Sejak saat itu saya berusaha mengerti konsep kreatif dengan cara yang berbeda. Bukan lagi soal lukisan yang membuat saya bengong, atau bahkan makanan yang membuat saya kenyang saat mengabadikannya di mata kamera. Sisi kreatif memasuki masa di mana nilai ekonomi harus ngintil di belakangnya. Saya mengenalnya dengan sebutan Ekonomi Kreatif, lebih jelas dan tepatnya istilah tersebut mungkin bisa kalian cek di google. Tapi bagi saya, ekonomi kreatif adalah moment di mana sebuah ide dihasilkan, dan ketika dieksekusi bisa menghasilkan nilai ekonomi tersendiri.
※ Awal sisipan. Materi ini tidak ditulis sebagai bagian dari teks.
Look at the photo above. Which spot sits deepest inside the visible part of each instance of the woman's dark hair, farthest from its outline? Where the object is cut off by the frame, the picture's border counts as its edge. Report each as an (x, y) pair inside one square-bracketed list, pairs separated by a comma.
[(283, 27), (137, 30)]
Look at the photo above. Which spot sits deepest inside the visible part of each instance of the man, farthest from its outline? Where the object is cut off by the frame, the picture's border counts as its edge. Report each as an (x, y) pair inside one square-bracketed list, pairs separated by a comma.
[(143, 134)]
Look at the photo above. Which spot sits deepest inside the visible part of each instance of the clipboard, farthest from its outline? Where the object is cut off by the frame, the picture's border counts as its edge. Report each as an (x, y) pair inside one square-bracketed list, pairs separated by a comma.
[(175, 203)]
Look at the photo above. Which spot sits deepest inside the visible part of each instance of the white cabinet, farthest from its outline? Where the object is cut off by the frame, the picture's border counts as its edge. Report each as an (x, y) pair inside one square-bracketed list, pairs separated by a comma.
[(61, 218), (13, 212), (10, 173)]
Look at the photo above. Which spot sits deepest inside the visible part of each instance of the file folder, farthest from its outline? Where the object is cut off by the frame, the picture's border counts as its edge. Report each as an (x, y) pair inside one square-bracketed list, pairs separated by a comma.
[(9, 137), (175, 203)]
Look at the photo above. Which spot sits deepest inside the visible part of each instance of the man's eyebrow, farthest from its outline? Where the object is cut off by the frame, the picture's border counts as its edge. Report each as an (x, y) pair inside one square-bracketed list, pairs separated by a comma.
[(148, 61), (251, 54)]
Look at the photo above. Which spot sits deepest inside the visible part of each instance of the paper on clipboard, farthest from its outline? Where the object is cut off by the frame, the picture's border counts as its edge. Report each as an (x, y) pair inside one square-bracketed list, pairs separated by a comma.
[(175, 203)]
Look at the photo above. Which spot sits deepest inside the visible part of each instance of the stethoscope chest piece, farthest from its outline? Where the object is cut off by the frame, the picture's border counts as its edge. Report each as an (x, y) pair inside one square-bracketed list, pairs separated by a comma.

“Mulai aja dulu”, kalau kata Pak William Tanuwijaya, CEO Tokopedia. Salah satu perusahaan yang menampung banyak orang di industri kreatif yang punya nilai ekonomi. Industri kreatif adalah jantungnya ekonomi kreatif. “Ada 4 juta penjual, dan 70 % nya adalah pebisnis baru”, kata beliau saat hadir di koferensi pers The World Conference on Creative Economy (WWCE), beberapa waktu lalu. Darinya saya belajar dan yakin, ekonomi kreatif membuat peluang usaha yang tak terbatasi oleh biaya, usia, bahkan gelar, sehingga banyak pengusaha baru membangun usahanya, membangun perekonomian untuk dirinya sendiri.

William Tanuwijaya
Indonesia memiliki potensi besar akan hal itu mengingat populasinya adalah terbesar keempat di dunia, dan sebagian besar millenials, generasi yang dipercaya sebagai penggerak ekonomi masa depan dengan karakteristik yang sesuai untuk industri 4.0, terkoneksi internet, kepercayaan diri yang tinggi, dan kreatif. Kita kadang melupakan potensi besar itu, kita dan banyak orang di luar Indonesia hanya tahu kalau ‘Indonesia punya sumber daya alam yang melimpah’, itu benar banget, tapi ingat ‘Sumber daya alam terbatas,  tapi keratifitas tak terbatas’.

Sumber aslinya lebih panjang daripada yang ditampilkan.